MMR Drives 15% Jump In Office Leasing As India’s Top Cities Break Records

December 26, 2025: Despite global headwinds such as IT layoffs and tariff-related uncertainties, India’s office real estate market delivered a strong performance in 2025, with the Mumbai Metropolitan Region (MMR) playing a key role in sustaining leasing momentum. According to ANAROCK Research, net office absorption across the top seven cities touched an all-time high of approximately 55.16 million sq ft in 2025, marking a 10% increase over nearly 49.95 million sq ft in 2024.

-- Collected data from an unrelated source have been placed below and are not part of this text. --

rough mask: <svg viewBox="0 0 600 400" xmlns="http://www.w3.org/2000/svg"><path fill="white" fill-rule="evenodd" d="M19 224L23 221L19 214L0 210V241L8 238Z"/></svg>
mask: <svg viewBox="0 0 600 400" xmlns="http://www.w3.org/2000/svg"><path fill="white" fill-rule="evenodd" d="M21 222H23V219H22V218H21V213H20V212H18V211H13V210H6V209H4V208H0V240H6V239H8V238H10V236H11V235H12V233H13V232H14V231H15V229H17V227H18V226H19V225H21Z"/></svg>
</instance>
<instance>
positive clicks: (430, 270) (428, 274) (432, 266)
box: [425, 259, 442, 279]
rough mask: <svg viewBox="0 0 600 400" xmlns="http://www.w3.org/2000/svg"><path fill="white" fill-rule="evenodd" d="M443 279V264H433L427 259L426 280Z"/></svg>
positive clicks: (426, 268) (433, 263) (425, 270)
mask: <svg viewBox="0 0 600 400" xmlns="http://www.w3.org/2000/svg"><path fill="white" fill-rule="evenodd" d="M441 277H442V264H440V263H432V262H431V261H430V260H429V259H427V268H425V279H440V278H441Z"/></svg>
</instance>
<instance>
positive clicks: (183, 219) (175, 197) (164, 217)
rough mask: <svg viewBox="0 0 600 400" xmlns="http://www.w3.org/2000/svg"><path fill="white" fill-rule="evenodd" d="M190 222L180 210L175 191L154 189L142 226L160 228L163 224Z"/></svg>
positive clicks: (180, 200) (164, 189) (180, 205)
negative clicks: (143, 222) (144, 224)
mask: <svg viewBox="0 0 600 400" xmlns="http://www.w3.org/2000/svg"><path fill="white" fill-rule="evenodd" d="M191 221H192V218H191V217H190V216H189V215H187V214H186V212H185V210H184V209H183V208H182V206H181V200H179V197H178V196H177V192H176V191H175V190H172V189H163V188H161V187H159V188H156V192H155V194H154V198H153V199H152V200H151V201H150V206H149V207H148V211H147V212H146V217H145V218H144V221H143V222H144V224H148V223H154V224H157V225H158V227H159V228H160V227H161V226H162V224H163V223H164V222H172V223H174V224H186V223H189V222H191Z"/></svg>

While Bengaluru remained the largest office market with about 14.15 million sq ft leased during the year, it recorded a 5% annual decline. In contrast, MMR emerged as one of the stronger performers, registering a 15% jump in net office leasing, alongside Chennai (12%), Hyderabad (9%), and NCR (7%). Pune led growth rankings with a sharp 63 per cent rise in net absorption, while Kolkata saw a marginal 3 per cent dip.

On the supply side, new office completions across the top cities rose 8% year-on-year to 51.83 million sq ft in 2025. However, MMR was among the few markets to see a contraction in new supply, with completions falling 35% to around 6.05 million sq ft from 9.27 million sq ft in 2024. Hyderabad also recorded a decline, while Pune, Chennai, and NCR posted strong supply growth.

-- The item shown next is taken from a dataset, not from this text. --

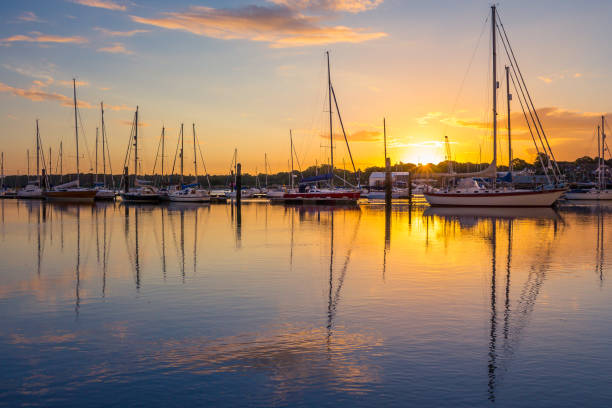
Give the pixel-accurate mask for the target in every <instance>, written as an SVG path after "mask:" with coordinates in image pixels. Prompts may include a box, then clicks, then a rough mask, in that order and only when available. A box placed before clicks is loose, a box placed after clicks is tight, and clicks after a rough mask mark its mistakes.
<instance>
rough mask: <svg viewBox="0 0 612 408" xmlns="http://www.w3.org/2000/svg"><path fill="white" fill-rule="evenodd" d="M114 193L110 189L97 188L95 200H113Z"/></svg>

“India’s office real estate market veritably boomed in 2025, with net absorption and new completions both surging thanks to the country’s robust economic growth,” says Peush Jain, MD – Commercial Leasing & Advisory, ANAROCK Group. “GCCs are leading the charge, capturing a record 41% share of gross absorption — up from 36% in 2024.”

Vacancy levels improved marginally, with overall vacancies dropping to 16.10%. In MMR, lower new supply helped vacancies fall from 15.50% to 14.70%. Average monthly office rentals rose 6% nationally, with MMR seeing a 5% year-on-year increase, underscoring steady demand in the region despite limited fresh supply.